I'm parsing HTTP headers. I want to split the header values into arrays where it makes sense.
For example, Cache-Control: no-cache, no-store
should return ['no-cache','no-store']
.
HTTP RFC2616 says:
Multiple message-header fields with the same field-name MAY be present in a message if and only if the entire field-value for that header field is defined as a comma-separated list [i.e., #(values)]. It MUST be possible to combine the multiple header fields into one "field-name: field-value" pair, without changing the semantics of the message, by appending each subsequent field-value to the first, each separated by a comma. The order in which header fields with the same field-name are received is therefore significant to the interpretation of the combined field value, and thus a proxy MUST NOT change the order of these field values when a message is forwarded
But I'm not sure if the reverse is true -- is it safe to split on comma?

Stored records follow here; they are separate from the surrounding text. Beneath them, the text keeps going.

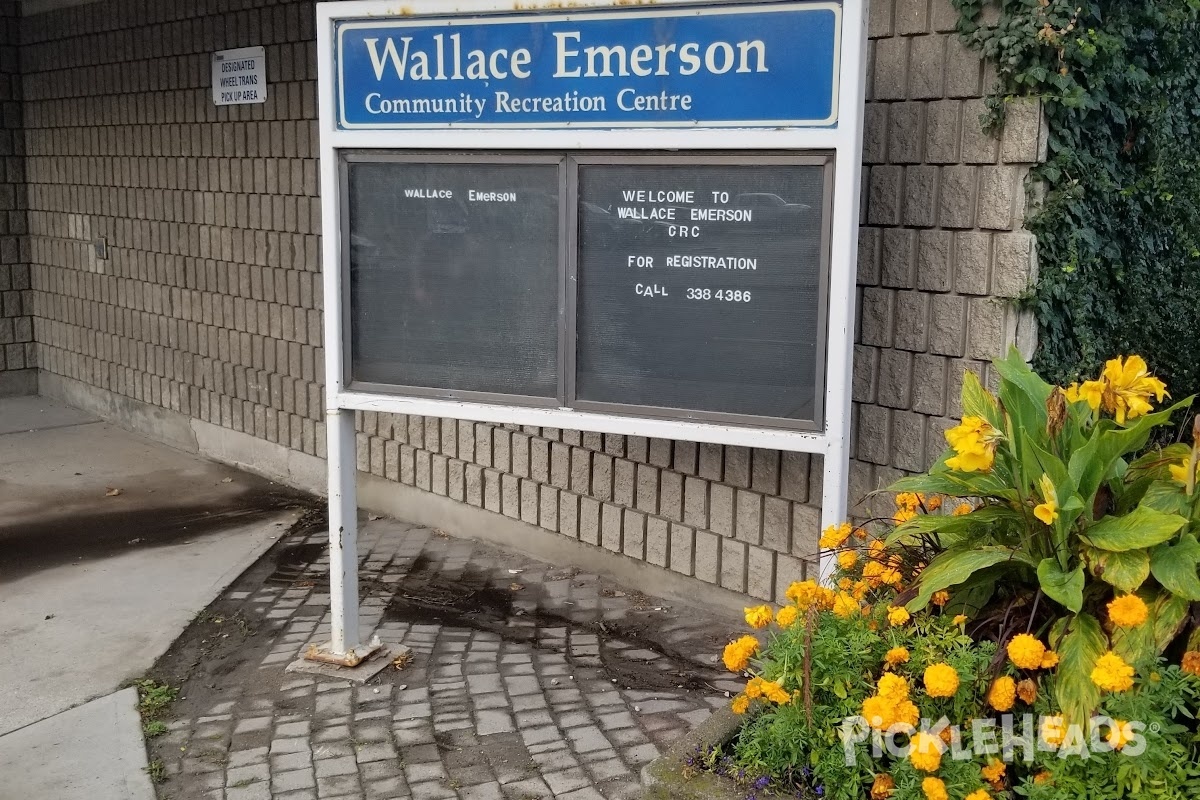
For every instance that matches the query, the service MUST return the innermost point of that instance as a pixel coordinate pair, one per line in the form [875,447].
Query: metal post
[343,530]
[835,486]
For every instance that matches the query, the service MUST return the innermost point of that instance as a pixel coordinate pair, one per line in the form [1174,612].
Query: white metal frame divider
[844,140]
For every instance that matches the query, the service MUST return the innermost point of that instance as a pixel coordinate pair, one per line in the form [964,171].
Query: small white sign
[239,77]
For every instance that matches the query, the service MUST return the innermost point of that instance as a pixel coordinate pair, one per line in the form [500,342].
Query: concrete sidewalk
[109,546]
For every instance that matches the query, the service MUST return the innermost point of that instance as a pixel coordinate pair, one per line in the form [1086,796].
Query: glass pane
[700,288]
[454,276]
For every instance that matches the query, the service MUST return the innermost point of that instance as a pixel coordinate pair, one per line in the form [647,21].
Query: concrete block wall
[209,301]
[18,356]
[942,251]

I've already found one example where this causes problems. My User-Agent string, for example, is
Mozilla/5.0 (X11; Linux x86_64) AppleWebKit/537.36 (KHTML, like Gecko) Chrome/41.0.2272.101 Safari/537.36
i.e., it contains a comma after "KHTML". Obviously I don't have more than one user agent, so it doesn't make sense to split this header.
Is User-Agent string the only exception, or are there more?